I was caught off-guard by Mr Lister’s decision to retire, prompting an intriguing by-election situation.
I can imagine Mr Lister was having a lot of stress, both from former colleagues (be they MPs or PLP members/supporters unhappy with his decision to leave the PLP, having won his seat under the PLP banner) and the general shenanigans that our incredibly divisive, tribalistic and negative politics still involves.
However, I was convinced he was moving ahead with a third party option, and was waiting to see how it developed – who was rolled out as candidates, what policies it would espouse, what ideological direction it would take.
My feeling was that it would likely be a successor to the National Liberal Party, that is, a centrist party.
In that there would be little ideological differentiation between the PLP and the OBA. Despite the gulf that exists between their supporters and MPs, from an ideological perspective the differences are more nuanced than real. Different shades of gray, at least on major ideological issues. About the only difference, if one were charitable, would be that the PLP believes our class system should reflect our racial demographics, while the OBA generally adopts a colour-blind approach which serves only to reinforce our racial inequalities.

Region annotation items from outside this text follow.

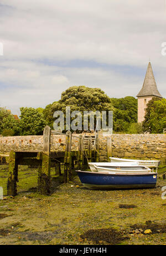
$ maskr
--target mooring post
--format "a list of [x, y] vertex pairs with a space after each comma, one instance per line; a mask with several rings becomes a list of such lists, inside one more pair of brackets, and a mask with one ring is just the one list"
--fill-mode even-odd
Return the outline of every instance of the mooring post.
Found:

Despite this, I would have welcomed a truly centrist third party, as I would have hoped that would attract the centre-right wing of the PLP and the centre-left wing of the OBA, thus pushing the PLP to the left and the OBA to the right, ideologically. And from my perspective, greater ideological diversity in our political sphere is a good thing, and one that is better in terms of policy innovation and resilience.
While not an ideological centrist by any means, I would have been willing to assist such a venture, for the sake of it’s potential for kick-starting an ideological rebirth for Bermudian politics, as well as in the hope it would serve as a catalyst for transcending our traditional divisions.
The two-party system, to me, reinforces and helps reproduce the very real racial-economic divisions in our society. This two-party system, of course, was a reflection and a product of pre-existing racial-economic divisions, but I believe it has since helped maintain these divisions, be it intentionally (political calculus) or unintentionally.
Why, and why now?
I’ve read Mr Lister’s explanations for his decision. I think he’s mostly telling the truth – he seems, quite frankly, burnt out.
I also suspect he feels personally betrayed:
- He cites the PLP and OBA MPs failing to back up an amendment he proposed earlier this year, for example. I severely doubt he would try to table such a bill without first courting support for it, at least for a seconder. I imagine he did so and was given reason to expect he had wide support sufficient to pass the amendment – which itself seems like something hardly objectionable. That no one then backed him up in the House was no doubt humiliating to him as a result.
- I also feel that he feels he did have a few people lined up, ready to be announced as candidates for his new third party (as part of a long-term campaign strategy, of regularly announcing new candidates), however, for whatever reason, those people backed out, leaving his plans in tatters. It would be hard not to see Kim Swan’s decision to join the PLP in this light. If I was an Independent MP in the HoA – in the way he became one – looking to set up a third party and looking for prospective candidates for centrist party able to appeal to both OBA and PLP voters, I would have approached Mr Swan. I don’t know if Mr Lister did or not, just saying that’s what I would have done if I was him. And so Mr Swan’s joining the PLP would throw my plans into complete disarray. And if I was already on the verge of burning out, and had already spent a good chunk of my working life as an MP previously, yeah, I can see deciding to retire.
Now, sure, some will quite rightly say that if one’s disgusted with the current state of politics, then that’s even more reason not to duck out, but instead to roll-up ones sleeves and redouble ones efforts.
However, I can also empathise with burn-out, and I commend his service to the country over the years – and I respect his attempts to be a good example of what an Independent MP could be.
Under the Bermuda Constitution Order 1968, Section 51(2), a by-election must be held within two months of a member vacating their seat in the House of Assembly. At the very least we’ll have a new MP by the end of November.
The seat is widely considered a PLP safe seat, but the question of who’ll run for them is of interest. The PLP Senators make obvious candidates, with Marc Daniels being from the west. There’s also the question of what effect the PLP leadership challenge might have on the by-election (and vice versa).
As for the OBA, the by-election offers an opportunity for a shuffle, as well as the long-shot chance of a stronger majority in the H0A. It’s likely their choice of candidate will be seen through the prism of BDA/UBP factional rivalry though.
Also, is there a potential for an Independent or a newly minted third party to take a gamble and try contesting this election too? I’d like to think so, as difficult a challenge as it would be.